Export compliance under FEMA is separate from tax compliance.
1. Introduction
When goods are exported from India:
Foreign exchange must be realised
Within prescribed time limit
Through authorised banking channel
This obligation arises under FEMA export regulations.
Export is complete under FEMA only when money is realised in India.
2. Mandatory Realisation Requirement
Exporter must:
Realise full value of export
Bring foreign exchange into India
Within prescribed period from date of export
Date of export is generally:
Date of shipment / bill of export filing.
Failure to realise proceeds within timeline is a contravention.
3. Realisation Timeline
Export proceeds must typically be realised within:
Prescribed period (as per prevailing RBI regulations)
Extension may be permitted in genuine cases.
Exporters must track shipment-wise due dates.
4. Mode of Realisation
Export proceeds must be received:
Through normal banking channels
In permitted foreign currency
Credited to exporter’s bank account in India
Settlement through informal means is prohibited.
5. Declaration Forms (Shipping & Banking Linkage)
Export documentation typically involves:
Shipping bill
Export declaration
GR/SDF reporting (system-based in current mechanism)
AD Bank tracks realisation against export documentation.
Mismatch leads to compliance alert.
6. Write-Off of Unrealised Export Proceeds
If export proceeds cannot be realised due to:
Buyer insolvency
Dispute
Commercial failure
Exporter may apply for:
Write-off approval (subject to conditions and limits).
Write-off without proper approval is violation.
7. Advance Against Export
If exporter receives:
Advance remittance before shipment
Exporter must:
Complete export within prescribed time
Or refund advance
Unadjusted advance creates compliance exposure.
8. Caution Listing & Exporter Monitoring
If exporter repeatedly:
Fails to realise proceeds
Delays reporting
RBI / banks may:
Place exporter under caution list
Restrict future export documentation
This directly impacts business operations.

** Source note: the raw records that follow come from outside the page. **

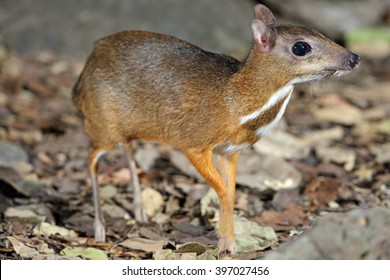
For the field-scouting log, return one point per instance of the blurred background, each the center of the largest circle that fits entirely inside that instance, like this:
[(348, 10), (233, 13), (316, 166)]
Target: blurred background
[(69, 28)]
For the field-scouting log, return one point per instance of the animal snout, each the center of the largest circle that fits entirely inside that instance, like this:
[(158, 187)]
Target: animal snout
[(354, 60)]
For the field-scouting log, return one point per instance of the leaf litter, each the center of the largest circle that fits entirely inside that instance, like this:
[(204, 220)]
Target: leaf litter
[(330, 155)]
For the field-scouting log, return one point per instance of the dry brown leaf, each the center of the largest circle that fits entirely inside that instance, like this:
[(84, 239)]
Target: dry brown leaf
[(143, 244)]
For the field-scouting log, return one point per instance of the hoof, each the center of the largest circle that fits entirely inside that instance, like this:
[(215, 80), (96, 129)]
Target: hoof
[(140, 216), (227, 247), (100, 232)]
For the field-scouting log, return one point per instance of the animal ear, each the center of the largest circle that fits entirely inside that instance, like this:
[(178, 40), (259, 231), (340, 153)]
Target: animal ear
[(263, 36), (263, 13)]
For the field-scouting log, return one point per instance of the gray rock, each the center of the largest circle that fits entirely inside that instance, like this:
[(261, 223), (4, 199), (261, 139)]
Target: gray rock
[(332, 17), (358, 234)]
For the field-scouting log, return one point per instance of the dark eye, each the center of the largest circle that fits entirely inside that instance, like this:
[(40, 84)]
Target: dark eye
[(301, 48)]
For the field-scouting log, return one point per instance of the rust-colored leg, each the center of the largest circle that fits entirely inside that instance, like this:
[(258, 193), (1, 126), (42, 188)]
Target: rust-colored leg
[(227, 169), (140, 215), (202, 160), (99, 227)]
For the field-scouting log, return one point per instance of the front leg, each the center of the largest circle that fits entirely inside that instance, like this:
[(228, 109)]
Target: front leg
[(202, 161), (227, 168)]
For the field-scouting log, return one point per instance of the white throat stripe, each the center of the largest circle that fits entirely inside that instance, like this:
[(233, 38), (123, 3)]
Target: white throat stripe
[(275, 98)]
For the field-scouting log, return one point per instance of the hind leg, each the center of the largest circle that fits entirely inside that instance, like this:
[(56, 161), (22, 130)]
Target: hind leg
[(99, 225), (139, 213)]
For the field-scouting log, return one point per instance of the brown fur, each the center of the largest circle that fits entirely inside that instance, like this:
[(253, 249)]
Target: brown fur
[(139, 85)]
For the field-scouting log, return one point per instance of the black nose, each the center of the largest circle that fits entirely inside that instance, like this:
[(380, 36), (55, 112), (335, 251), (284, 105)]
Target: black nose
[(354, 60)]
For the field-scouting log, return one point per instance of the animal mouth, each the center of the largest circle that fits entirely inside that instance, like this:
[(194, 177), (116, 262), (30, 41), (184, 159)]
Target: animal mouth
[(335, 72)]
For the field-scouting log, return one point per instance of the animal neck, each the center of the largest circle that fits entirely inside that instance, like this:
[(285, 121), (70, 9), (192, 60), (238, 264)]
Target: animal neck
[(262, 89)]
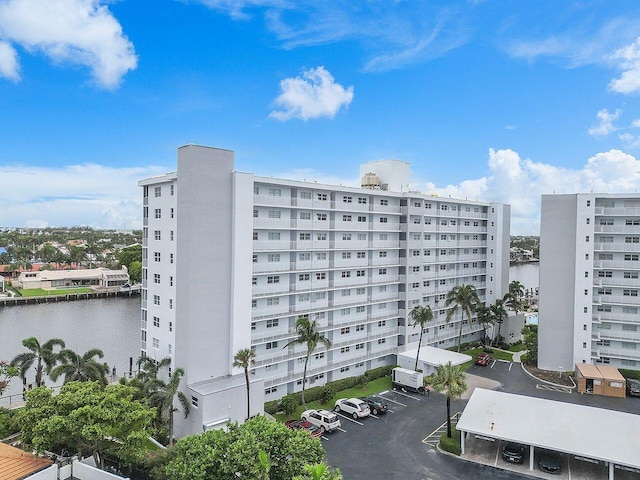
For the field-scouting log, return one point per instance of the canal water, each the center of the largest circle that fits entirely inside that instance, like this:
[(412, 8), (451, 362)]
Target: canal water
[(110, 324)]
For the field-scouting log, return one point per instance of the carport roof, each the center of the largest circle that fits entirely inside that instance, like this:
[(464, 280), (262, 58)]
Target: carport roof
[(589, 432), (437, 356)]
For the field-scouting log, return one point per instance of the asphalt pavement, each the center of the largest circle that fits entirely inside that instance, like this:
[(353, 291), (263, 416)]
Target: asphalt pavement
[(392, 446)]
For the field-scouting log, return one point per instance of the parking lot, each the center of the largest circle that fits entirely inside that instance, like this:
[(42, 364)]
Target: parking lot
[(396, 445)]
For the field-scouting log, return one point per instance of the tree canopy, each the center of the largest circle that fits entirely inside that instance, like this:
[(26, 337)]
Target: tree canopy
[(86, 419), (218, 455)]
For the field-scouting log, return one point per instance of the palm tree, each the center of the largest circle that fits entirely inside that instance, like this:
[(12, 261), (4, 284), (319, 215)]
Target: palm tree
[(420, 316), (161, 394), (486, 319), (451, 381), (465, 297), (85, 368), (244, 359), (498, 312), (42, 353), (308, 333)]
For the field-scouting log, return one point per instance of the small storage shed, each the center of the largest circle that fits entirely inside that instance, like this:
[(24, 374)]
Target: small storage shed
[(589, 379), (614, 382)]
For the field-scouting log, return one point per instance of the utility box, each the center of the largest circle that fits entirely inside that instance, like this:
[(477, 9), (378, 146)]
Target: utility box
[(405, 379)]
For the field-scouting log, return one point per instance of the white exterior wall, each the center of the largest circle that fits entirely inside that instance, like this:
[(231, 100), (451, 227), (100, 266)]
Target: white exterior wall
[(255, 253), (589, 287)]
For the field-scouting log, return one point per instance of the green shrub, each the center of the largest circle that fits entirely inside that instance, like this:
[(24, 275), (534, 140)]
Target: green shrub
[(289, 404), (451, 445), (272, 407), (328, 392)]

Non-realisation affects future export capability.
9. Overdue Export Proceeds
If realisation exceeds prescribed timeline:
Export becomes overdue
Exporter must regularise delay
May require approval or reporting
Chronic delay leads to enforcement action.
10. Interaction with GST Refund
Under GST:
Export refund may be claimed on zero-rated supply
However:
FEMA realisation obligation is independent
Refund under GST does not waive realisation requirement.